Однако для средневекового человека принадлежащая перу Фомы Аквинского формула, отводившая разуму вспомогательную роль в решении проблем, с которыми сталкивается религиозное сознание, звучала иначе, чем ее воспринимает ухо нашего сциентистски ориентированного современника. Она подводила итог длительным размышлениям и спорам о том, подобает ли человеку тратить время на деятельность, как будто не имеющую прямого отношения к делу, единственно осмысленному, с точки зрения христианского вероучения: попечению о спасении своей души. И ответ Фомы, если его вписать в систему ценностей той эпохи, означает, что познавательная деятельность была признана не только не противоречащей высшим целям, провозглашаемым Священным Писанием, но и способствующей их достижению. Тем самым она получала статус одного из путей, ведущих к богопознанию. Поэтому престиж разума в средние века был столь же высок, как и в век Просвещения, но только разума — помощника в делах веры, а не верховного судьи, выносящего вердикт относительно того, что есть Истина.

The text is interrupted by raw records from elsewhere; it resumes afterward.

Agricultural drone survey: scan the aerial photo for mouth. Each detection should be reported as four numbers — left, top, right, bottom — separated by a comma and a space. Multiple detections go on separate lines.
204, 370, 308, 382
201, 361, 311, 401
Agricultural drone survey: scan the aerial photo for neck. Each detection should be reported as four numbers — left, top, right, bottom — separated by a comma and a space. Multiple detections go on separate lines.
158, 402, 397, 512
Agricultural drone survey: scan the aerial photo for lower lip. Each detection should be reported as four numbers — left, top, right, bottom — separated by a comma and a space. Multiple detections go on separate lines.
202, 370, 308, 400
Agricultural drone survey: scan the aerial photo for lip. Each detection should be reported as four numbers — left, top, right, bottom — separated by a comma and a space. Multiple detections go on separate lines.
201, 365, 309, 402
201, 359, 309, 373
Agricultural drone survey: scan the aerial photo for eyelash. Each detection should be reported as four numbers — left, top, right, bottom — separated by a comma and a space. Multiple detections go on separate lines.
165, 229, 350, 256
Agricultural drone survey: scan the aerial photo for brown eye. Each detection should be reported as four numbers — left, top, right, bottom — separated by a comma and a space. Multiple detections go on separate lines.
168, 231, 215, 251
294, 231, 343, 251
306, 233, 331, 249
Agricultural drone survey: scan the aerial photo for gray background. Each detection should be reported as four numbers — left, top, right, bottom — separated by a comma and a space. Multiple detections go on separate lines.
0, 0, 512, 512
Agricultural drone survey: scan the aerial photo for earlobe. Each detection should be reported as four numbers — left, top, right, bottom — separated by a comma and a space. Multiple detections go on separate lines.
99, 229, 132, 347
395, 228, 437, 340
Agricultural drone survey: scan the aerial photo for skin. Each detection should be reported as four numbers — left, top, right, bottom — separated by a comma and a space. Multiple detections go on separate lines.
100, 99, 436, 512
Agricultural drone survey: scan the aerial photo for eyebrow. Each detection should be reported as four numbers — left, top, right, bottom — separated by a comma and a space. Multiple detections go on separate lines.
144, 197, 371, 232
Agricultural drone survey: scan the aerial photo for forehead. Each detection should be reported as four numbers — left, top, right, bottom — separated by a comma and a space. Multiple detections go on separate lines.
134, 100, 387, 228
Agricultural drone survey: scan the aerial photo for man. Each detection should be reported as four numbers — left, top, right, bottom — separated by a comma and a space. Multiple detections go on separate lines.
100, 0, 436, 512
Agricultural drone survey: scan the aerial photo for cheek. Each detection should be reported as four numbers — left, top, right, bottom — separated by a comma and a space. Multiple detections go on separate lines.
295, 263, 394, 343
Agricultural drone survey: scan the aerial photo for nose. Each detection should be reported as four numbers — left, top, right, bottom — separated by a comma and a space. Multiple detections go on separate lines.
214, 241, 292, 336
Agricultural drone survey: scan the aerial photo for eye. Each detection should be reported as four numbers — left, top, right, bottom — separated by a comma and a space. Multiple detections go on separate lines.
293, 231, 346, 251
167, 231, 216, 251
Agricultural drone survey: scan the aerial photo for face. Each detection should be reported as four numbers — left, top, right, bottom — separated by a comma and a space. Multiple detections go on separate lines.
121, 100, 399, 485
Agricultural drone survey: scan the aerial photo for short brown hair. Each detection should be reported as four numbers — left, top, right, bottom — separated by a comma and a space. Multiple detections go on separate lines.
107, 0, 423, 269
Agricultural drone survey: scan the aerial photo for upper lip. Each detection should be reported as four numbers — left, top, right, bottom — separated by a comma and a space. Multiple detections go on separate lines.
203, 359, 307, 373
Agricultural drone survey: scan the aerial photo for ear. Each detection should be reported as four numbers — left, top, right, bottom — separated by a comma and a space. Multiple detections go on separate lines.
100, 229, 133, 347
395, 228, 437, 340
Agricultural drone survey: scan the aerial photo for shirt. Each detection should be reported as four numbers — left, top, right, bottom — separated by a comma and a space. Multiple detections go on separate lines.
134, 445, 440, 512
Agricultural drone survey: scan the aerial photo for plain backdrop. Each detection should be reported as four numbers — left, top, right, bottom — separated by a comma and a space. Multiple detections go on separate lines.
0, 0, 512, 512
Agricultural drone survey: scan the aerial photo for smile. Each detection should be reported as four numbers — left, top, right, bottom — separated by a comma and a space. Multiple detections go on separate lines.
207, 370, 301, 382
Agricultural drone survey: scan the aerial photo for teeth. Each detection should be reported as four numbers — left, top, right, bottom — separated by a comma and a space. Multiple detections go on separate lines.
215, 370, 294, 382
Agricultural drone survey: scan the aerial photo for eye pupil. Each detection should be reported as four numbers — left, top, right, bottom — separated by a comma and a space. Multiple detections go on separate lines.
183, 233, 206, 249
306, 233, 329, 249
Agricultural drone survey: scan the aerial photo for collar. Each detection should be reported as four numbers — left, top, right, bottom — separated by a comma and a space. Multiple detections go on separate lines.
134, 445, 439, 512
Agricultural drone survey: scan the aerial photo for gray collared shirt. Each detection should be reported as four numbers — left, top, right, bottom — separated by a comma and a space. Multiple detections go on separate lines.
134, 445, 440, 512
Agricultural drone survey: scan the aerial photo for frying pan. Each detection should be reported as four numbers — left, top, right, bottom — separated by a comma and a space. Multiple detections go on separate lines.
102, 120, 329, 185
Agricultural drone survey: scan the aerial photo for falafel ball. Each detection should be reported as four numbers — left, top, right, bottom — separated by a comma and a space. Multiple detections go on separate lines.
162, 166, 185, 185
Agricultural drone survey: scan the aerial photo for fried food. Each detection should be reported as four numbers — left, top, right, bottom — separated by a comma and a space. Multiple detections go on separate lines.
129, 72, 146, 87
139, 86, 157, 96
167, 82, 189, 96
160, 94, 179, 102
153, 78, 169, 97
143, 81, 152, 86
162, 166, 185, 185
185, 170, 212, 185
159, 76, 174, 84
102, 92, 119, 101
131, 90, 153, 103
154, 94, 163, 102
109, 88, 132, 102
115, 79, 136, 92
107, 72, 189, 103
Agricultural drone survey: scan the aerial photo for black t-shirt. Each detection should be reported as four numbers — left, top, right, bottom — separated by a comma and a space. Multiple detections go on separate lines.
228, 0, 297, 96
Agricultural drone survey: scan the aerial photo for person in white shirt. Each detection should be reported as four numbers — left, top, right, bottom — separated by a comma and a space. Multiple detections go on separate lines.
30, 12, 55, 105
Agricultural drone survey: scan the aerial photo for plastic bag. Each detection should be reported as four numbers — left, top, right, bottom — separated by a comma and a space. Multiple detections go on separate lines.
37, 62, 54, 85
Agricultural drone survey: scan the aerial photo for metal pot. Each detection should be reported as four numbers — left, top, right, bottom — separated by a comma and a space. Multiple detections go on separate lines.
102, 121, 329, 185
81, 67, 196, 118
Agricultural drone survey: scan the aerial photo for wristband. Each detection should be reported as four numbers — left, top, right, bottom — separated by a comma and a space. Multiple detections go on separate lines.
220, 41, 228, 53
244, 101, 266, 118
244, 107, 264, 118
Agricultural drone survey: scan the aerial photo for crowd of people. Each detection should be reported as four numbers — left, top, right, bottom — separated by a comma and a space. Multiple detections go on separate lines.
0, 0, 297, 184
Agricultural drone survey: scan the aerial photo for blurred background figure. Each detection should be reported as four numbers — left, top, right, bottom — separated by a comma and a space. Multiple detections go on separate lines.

Все это заставляет пристальнее всмотреться в смысл каждого из терминов оппозиции «вера — разум», в котором они употреблялись в «ученой» (философско-теологической) литературе средневековья, т. е. в трудах мыслителей, сделавших как веру, так и разум предметом рефлексии[32]. Принципиальные моменты, определившие их трактовку на протяжении всего средневекового периода, были сформулированы Августином.

В его работах бросается в глаза сочетание напряженного духовного поиска, завершившегося обращением блестящего римского ритора-язычника в христианство, с ярко выраженным стремлением к интеллектуальному постижению истин веры. В ранних сочинениях Августина способность к научной деятельности рассматривается даже в качестве наиболее убедительного аргумента в пользу одного из центральных тезисов христианского вероучения — бессмертия души. Во второй книге «Монологов» (387 г.) приводится следующее рассуждение: «Если все, что существует в субъекте, продолжает всегда свое существование, то необходимо будет продолжать свое существование и сам субъект. Но всякая наука существует в субъекте, в душе. Следовательно, если наука всегда продолжает свое существование, необходимо, чтобы продолжала свое существование и душа. Но наука есть истина, а истина …пребывает всегда. Следовательно, душа пребывает всегда…» [4,283—284]. Благодаря сопричастности разуму, а через него — истине душа как бы прилепляется к неизменным первоосновам всего сущего (см.: О бессмертии души [4, 311]). Разумная деятельность рассматривается поэтому как синоним духовности (см.: Об учителе [4, 465]).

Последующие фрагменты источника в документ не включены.